Ничего тогда не вышло. Командиров нет, начали отползать, волоча раненых. Снова заработал свой пулемет, прикрывая отход, и снова немцы перенесли огонь, заставили «максим» замолкнуть. Осталось у красноармейца Иванова десять патронов, прекратил почти бесполезную стрельбу. Глянул на отделенного — белый как снег лежал Семен Громов, окоченел уже. Два часа на снегу, тут и не-раненый насмерть замерзнет.

Полз обратно Митрич, волочил автомат отделенного — легкий, с пустым диском. Высадил издали Сема в минуту все патрончики, наверное, и не долетел до немцев легковесный свинец. А все говорили: — «Автоматического оружия нам не хватает, теперь-то, ого! — в каждом отделении „шпагины“ есть, да еще рота отдельных автоматчиков, дадим жару немцам».

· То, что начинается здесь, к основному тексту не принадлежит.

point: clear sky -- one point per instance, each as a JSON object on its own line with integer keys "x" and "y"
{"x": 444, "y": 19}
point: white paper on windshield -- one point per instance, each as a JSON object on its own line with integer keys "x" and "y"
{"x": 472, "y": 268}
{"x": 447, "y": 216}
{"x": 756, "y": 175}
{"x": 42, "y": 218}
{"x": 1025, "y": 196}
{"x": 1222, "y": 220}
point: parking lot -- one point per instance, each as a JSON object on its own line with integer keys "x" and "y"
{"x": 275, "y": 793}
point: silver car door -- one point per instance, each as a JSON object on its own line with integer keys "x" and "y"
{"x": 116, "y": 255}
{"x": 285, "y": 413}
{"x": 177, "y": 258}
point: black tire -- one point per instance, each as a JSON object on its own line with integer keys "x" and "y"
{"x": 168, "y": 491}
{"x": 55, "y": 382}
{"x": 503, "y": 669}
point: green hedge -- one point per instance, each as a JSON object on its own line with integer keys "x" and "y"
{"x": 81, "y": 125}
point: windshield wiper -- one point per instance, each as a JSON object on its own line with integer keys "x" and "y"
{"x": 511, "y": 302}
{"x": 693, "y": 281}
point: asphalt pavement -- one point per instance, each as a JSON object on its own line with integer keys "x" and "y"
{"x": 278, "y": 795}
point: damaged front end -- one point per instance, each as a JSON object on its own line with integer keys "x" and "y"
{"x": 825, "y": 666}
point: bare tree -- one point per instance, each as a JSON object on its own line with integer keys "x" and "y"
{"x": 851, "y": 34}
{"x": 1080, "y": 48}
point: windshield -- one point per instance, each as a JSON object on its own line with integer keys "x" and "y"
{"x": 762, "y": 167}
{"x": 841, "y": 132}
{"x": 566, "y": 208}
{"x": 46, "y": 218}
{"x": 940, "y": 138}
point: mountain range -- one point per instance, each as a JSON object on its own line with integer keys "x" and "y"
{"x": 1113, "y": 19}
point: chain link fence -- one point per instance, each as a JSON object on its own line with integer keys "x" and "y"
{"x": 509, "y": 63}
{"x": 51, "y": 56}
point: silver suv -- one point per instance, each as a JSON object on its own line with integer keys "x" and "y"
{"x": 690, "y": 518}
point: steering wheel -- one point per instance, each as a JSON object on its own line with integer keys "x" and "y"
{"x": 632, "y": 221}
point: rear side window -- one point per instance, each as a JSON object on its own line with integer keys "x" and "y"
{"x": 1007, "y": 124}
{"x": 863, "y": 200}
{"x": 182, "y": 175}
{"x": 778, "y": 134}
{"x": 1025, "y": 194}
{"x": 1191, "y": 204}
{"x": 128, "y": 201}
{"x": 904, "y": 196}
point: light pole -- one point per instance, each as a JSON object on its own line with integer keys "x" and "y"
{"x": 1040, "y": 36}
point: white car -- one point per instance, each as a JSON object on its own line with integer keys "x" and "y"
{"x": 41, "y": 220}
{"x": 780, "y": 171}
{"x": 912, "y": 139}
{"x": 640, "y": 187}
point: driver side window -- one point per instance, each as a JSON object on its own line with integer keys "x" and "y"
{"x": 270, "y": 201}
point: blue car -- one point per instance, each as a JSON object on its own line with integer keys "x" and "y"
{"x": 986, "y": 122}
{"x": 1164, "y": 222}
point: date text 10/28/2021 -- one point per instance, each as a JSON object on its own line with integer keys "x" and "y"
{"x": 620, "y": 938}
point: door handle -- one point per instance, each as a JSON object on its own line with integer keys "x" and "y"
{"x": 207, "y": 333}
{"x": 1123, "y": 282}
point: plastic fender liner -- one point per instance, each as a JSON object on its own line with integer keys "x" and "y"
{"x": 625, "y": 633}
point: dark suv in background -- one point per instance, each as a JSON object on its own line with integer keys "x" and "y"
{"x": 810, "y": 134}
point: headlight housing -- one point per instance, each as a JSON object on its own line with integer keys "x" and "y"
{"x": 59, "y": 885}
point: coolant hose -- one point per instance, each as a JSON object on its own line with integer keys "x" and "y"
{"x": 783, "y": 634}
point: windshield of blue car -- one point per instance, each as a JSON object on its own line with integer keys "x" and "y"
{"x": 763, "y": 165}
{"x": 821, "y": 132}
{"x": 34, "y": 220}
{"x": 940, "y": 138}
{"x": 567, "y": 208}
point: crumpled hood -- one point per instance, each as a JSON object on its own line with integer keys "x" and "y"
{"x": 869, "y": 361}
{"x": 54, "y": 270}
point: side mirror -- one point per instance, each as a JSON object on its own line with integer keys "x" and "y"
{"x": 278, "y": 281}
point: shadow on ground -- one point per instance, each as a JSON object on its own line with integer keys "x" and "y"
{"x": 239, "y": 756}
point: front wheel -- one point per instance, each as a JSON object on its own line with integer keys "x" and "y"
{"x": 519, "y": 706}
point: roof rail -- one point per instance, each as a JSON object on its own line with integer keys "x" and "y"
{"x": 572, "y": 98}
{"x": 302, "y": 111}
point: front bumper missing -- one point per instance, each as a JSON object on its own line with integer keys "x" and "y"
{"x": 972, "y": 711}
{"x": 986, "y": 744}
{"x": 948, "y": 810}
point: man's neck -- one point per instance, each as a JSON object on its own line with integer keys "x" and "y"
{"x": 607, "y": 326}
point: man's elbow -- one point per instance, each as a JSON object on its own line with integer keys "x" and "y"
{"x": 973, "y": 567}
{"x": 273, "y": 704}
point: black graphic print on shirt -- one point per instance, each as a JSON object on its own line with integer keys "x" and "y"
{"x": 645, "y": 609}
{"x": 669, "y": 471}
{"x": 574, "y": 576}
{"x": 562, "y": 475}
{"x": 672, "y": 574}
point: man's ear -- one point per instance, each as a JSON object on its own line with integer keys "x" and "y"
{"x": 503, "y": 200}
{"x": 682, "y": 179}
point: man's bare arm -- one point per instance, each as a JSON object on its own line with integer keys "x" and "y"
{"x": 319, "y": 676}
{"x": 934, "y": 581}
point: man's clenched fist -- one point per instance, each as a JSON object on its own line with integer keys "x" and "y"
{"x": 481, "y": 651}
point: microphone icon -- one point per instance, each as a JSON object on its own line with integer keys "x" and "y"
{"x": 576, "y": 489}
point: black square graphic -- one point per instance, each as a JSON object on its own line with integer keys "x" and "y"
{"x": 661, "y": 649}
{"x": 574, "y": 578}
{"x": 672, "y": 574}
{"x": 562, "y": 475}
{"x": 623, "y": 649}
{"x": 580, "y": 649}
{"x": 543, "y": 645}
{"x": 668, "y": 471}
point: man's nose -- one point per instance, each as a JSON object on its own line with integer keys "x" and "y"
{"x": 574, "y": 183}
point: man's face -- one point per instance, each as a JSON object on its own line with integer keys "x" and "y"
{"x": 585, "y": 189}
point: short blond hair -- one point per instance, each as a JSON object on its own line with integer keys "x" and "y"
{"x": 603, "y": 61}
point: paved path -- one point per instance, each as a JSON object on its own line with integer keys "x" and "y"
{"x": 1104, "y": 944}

Нет, не автоматов нам не хватало. Ума, знаний и опыта серьезно недоставало. Но этого вооружения на заводах не наштампуешь, не отфрезеруешь. Это только на снегу под пулеметом нарабатывается.

Никого не винил красноармеец Иванов. Догадывался: те толковые командиры, кто мог слёту осознать наши недостатки и перестроить тактику батальонов, по большей части лето и осень первого года войны не пережили. Остальным, призванным из запаса, наскоро выучившимся в училищах, приходилось почти с нуля путь смертельного фронтового опыта проходить. И комдивам, и комбатам с ротными, первым номерам «максимов» и рядовым стрелкам-красноармейцам. Можно было без потерь и отступлений, сразу, славно и безукоризненно врага бить? Да наверняка. Выползи, товарищ, на снег, да покажи как надо.

Самое обидное, что ничего особо хитрого тогда немец не делал. Не имелось у него сплошного фронта, не рыл фашист сплошных траншей. Имел цепь опорных пунктов, не особо-то многочисленных, приспособленных к круговой обороне. Имел толковую систему огня и крепкие нервы. И бить его можно было: обходя с флангов и тыла, малыми штурмовыми группами, быстро и дерзко. У фрицев нервы крепкие, да кто сказал, что у нас-то хлипче?

Собственно, так тогда и вышло. Сидела в неглубоком овражке поредевшая рота, пыталась согреться у крошечных костерков, упихивала в себя подостывшую, но еще теплую кашу — старшина все же успел, подвез. Немец бил из минометов, беспокоил, но не очень точно. Бойцы жевали, не обращая внимания на отдаленные разрывы.